Meg was terrified of public speaking, and when it was her turn to speak as the valedictorian of her 8th grade class, she froze, requiring her mom to escort her down from the stage. She went to NYU to study journalism and to become a writer, occasionally doing commercials to pay her bills. She landed a role on the soap opera As the World Turns and found that she loved moving in acting circles. Meg moved to L.A. after graduation, and enrolled in an acting class that included newcomers Michelle Pfeiffer, Sean Penn, Angelica Houston, and Nicolas Cage. She said it felt like being in a big, nutty family, and for the first time in her life she found people she really connected with. Meg Ryan had found her tribe.
A tribe is a group of people who ‘get’ you in a way that most others don’t and who see the world as you do. It’s where you feel a sense of belonging, where you feel the most natural and the most you. It’s incredibly freeing to be accepted and affirmed for exactly who you are, and to be inspired and pushed to be your very best. Every girl needs to find such a group.
Connecting with people who share your enthusiasms and passions lets you know you are not alone. They validate that what you are engaged in matters no matter how different it appears to most people. Encourage girls to read biographies of adults who share their interests in order to connect them with mentors who can mirror who they are and want to become. My favorite books with stories of how people found their tribe and passion are: The Element, by Ken Robinson; The Right Words At The Right Time, by Marlo Thomas; Smart Girls Gifted Women, by Barbara Kerr; and Everyday Greatness, by Stephen Covey.

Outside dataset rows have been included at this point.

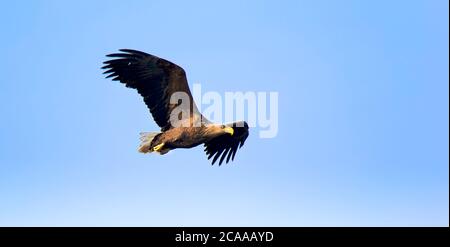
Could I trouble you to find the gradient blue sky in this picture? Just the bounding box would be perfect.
[0,0,448,226]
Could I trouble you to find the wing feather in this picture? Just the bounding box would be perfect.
[204,121,249,165]
[102,49,205,131]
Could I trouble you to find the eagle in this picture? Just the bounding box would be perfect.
[102,49,249,165]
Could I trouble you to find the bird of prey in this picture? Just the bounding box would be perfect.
[102,49,249,165]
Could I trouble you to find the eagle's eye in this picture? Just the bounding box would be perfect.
[221,125,225,129]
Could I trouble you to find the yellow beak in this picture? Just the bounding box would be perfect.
[224,127,234,136]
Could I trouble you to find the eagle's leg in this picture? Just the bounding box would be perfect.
[152,143,165,152]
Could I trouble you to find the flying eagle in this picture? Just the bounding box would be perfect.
[102,49,249,165]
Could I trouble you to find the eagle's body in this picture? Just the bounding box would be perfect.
[102,49,249,165]
[145,127,211,151]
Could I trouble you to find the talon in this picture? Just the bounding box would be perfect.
[152,143,165,152]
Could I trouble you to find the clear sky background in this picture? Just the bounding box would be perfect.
[0,0,448,226]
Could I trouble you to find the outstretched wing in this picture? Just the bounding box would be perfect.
[102,49,205,131]
[204,121,249,165]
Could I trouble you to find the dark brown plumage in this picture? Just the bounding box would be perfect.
[102,49,249,165]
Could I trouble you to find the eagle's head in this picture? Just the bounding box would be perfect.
[204,124,234,138]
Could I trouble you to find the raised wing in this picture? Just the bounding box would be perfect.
[102,49,204,131]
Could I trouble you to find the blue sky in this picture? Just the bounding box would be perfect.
[0,0,448,226]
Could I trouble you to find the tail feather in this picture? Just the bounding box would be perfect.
[138,132,159,153]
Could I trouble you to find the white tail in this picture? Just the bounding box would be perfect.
[138,132,160,153]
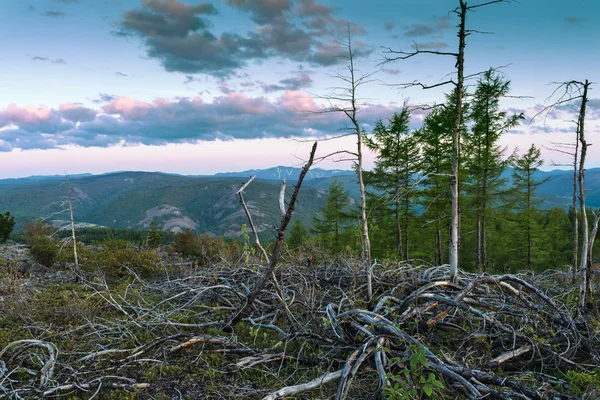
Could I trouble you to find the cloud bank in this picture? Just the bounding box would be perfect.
[0,92,404,151]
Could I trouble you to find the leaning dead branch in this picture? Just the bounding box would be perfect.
[229,141,318,325]
[237,175,270,263]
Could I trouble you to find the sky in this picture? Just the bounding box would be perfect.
[0,0,598,178]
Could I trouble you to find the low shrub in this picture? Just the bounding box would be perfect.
[22,219,53,246]
[170,230,241,265]
[80,239,161,278]
[30,236,58,267]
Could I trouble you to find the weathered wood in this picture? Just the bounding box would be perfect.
[262,369,343,400]
[487,345,532,368]
[237,175,270,262]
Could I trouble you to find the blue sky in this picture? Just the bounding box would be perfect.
[0,0,598,177]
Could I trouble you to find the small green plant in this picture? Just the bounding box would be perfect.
[241,224,256,265]
[385,344,444,399]
[566,370,600,395]
[0,262,22,295]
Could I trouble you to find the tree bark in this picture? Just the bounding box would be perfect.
[482,213,487,273]
[527,166,532,271]
[396,195,403,258]
[65,176,78,268]
[436,213,443,265]
[449,0,467,282]
[572,136,579,283]
[476,217,482,271]
[356,130,373,304]
[404,194,410,260]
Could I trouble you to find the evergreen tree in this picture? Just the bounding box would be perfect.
[364,105,421,260]
[511,144,547,270]
[147,220,162,248]
[312,180,352,254]
[416,89,467,265]
[288,219,309,250]
[464,69,523,271]
[0,211,15,243]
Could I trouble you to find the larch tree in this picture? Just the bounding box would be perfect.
[464,69,523,272]
[415,90,464,266]
[364,104,421,260]
[511,144,546,271]
[312,180,352,254]
[383,0,511,282]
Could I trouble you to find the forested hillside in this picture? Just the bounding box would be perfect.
[0,163,597,271]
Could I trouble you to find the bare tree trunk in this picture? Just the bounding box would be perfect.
[578,80,590,309]
[356,130,372,304]
[65,175,78,268]
[481,159,489,272]
[404,195,410,260]
[572,139,579,283]
[527,172,532,271]
[482,213,488,273]
[436,213,443,265]
[449,0,467,282]
[396,196,403,258]
[229,143,317,325]
[587,210,600,290]
[476,217,482,271]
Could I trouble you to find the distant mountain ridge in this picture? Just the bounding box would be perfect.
[213,166,354,181]
[0,173,94,186]
[0,166,597,236]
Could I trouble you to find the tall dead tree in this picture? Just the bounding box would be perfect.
[315,32,374,304]
[545,140,579,281]
[577,80,591,308]
[384,0,510,282]
[64,174,78,268]
[535,79,593,306]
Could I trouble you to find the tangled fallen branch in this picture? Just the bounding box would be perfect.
[2,250,599,398]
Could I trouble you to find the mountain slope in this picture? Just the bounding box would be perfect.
[0,172,326,236]
[0,167,599,237]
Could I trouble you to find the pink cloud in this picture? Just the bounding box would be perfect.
[213,92,277,115]
[277,90,318,111]
[1,103,52,124]
[102,96,153,119]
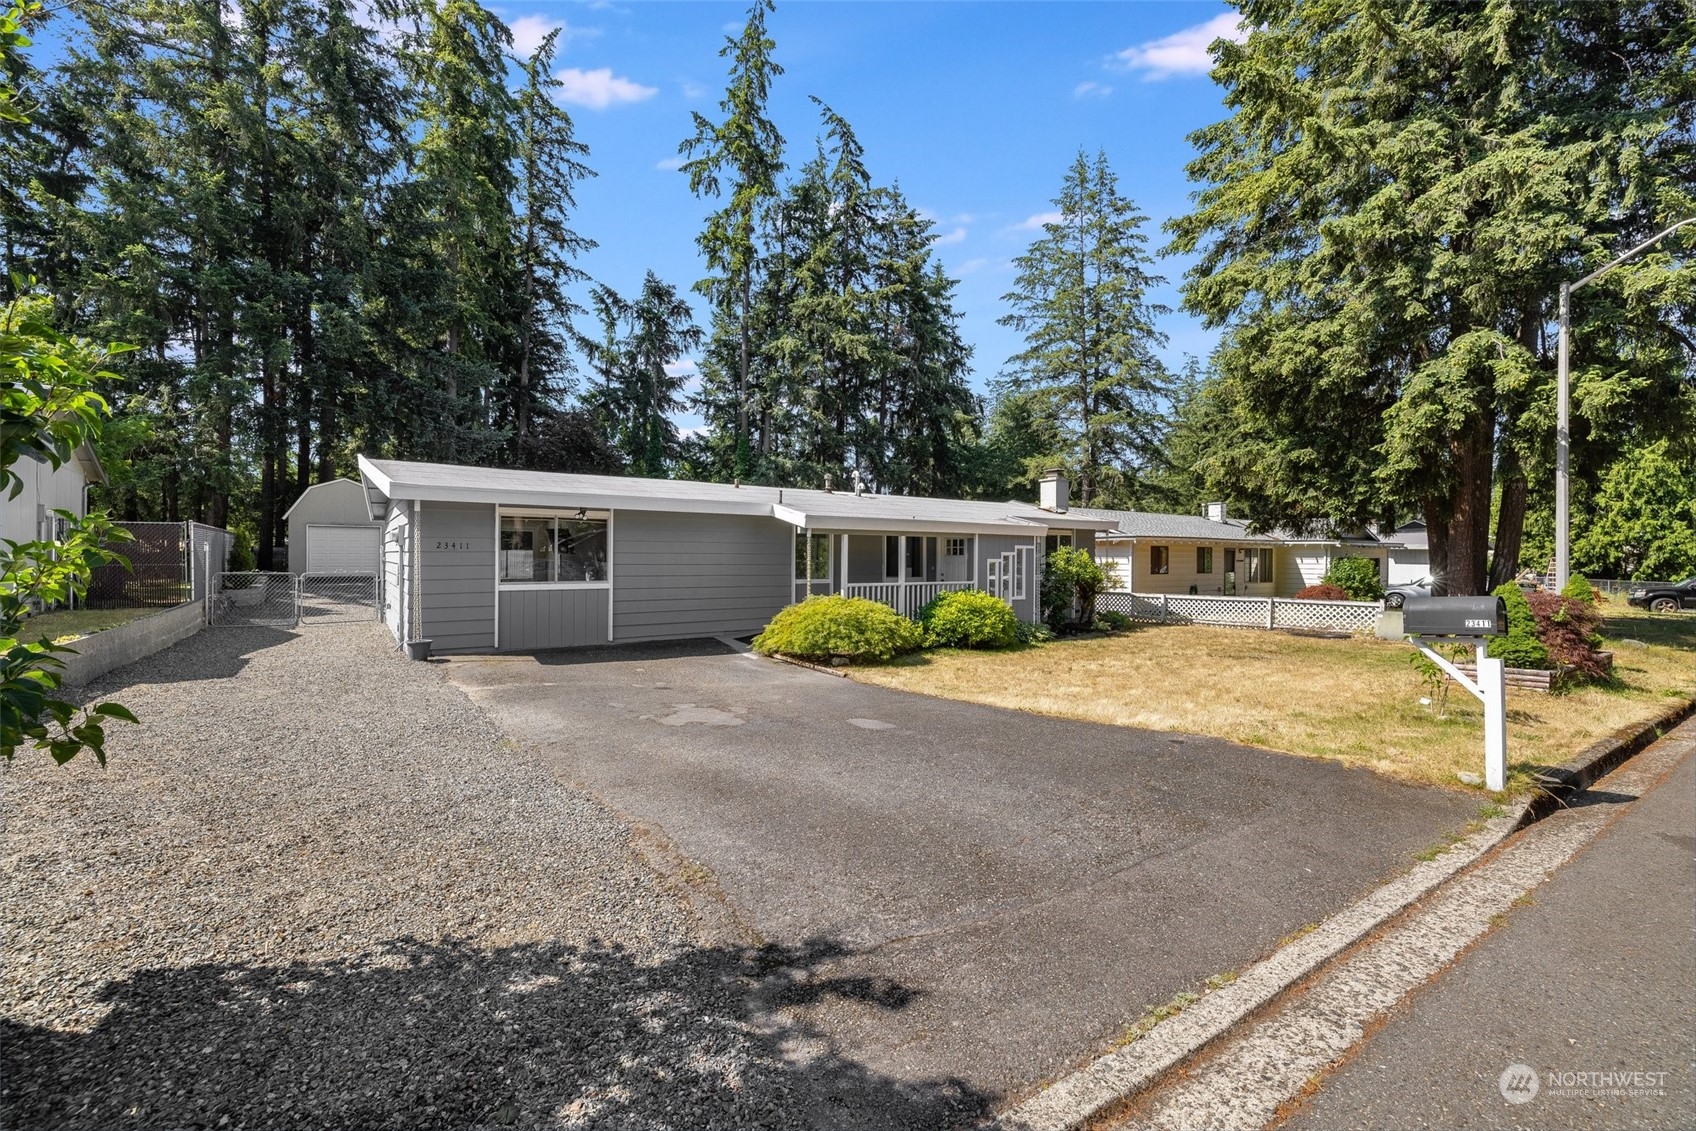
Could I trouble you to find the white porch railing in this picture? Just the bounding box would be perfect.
[1097,590,1383,634]
[844,581,973,619]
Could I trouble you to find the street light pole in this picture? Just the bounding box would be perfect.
[1553,216,1696,592]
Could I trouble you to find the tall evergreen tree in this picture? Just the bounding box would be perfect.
[1167,0,1694,594]
[679,0,784,478]
[996,150,1169,506]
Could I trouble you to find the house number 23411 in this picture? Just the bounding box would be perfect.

I talk to a lot of quirky girls who are bright, creative, strong-minded, and who don’t fit the pattern of your ‘normal’ adolescent girl. They waste a lot of time and energy resisting parent’s and teacher’s attempts to mold them into the norm, and many decide that they are weird and unlovable and outcasts. A tribe of like-minded people shows them that there are others like them, and that it’s okay to be exactly who they are. Dropping old negative beliefs about themselves and any rebellion frees up energy for creativity and to fully engage in their passions.
Help your daughter understand the value of finding her tribe. When she discovers her “peeps”, you will see her at her happiest and highest self.